Tuesday, May 18, 2010

Walter de la Mare: "Lovely"

The poetry of Walter de la Mare (1873-1956) always retained a Romantic and Victorian air.  Its diction, vocabulary, and subject matter may seem old-fashioned or archaic to some.  De la Mare certainly was not part of the "modernist" project.  All of this troubles me not.  The poetry is still there.

However, if -- for example -- you balk at the irony-free use of the word "lovely" in a poem, you had best steer clear of de la Mare's poetry.  For "lovely" is a word of which he was fond. 


That shining moon -- watched by that one faint star:
Sure now am I, beyond the fear of change,
The lovely in life is the familiar,
And only the lovelier for continuing strange.

Collected Poems (Faber and Faber 1979), page 266.

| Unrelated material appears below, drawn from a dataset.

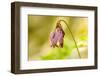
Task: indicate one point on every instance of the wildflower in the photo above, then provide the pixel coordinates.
(57, 36)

This is the final stanza of "Fare Well":

Look thy last on all things lovely,
Every hour.  Let no night
Seal thy sense in deathly slumber
     Till to delight
Thou have paid thy utmost blessing;
Since that all things thou wouldst praise
Beauty took from those who loved them
     In other days.

Collected Poems, page 124.


The longed-for summer goes;
Dwindles away
To its last rose,
Its narrowest day.

No heaven-sweet air but must die;
Softlier float
Breathe lingeringly
Its final note.

Oh, what dull truths to tell!
Now is the all-sufficing all
Wherein to love the lovely well,
Whate'er befall.

Collected Poems, page 437.


Nige said...

Have you come across this extraordinary little poem of his?


'What is the world, O soldiers?
It is I:
I, this incessant snow,
This northern sky;
Soldiers, this solitude
Through which we go
Is I.'

Stephen Pentz said...

Nige: Thank you once again for visiting and for commenting. Yes, I was aware of "Napoleon" -- and I agree with you that it is indeed extraordinary. Of all the millions of words written about Napoleon, de la Mare captures his essence (and the essence of any megalomaniac, perhaps) in seven brief lines, doesn't he?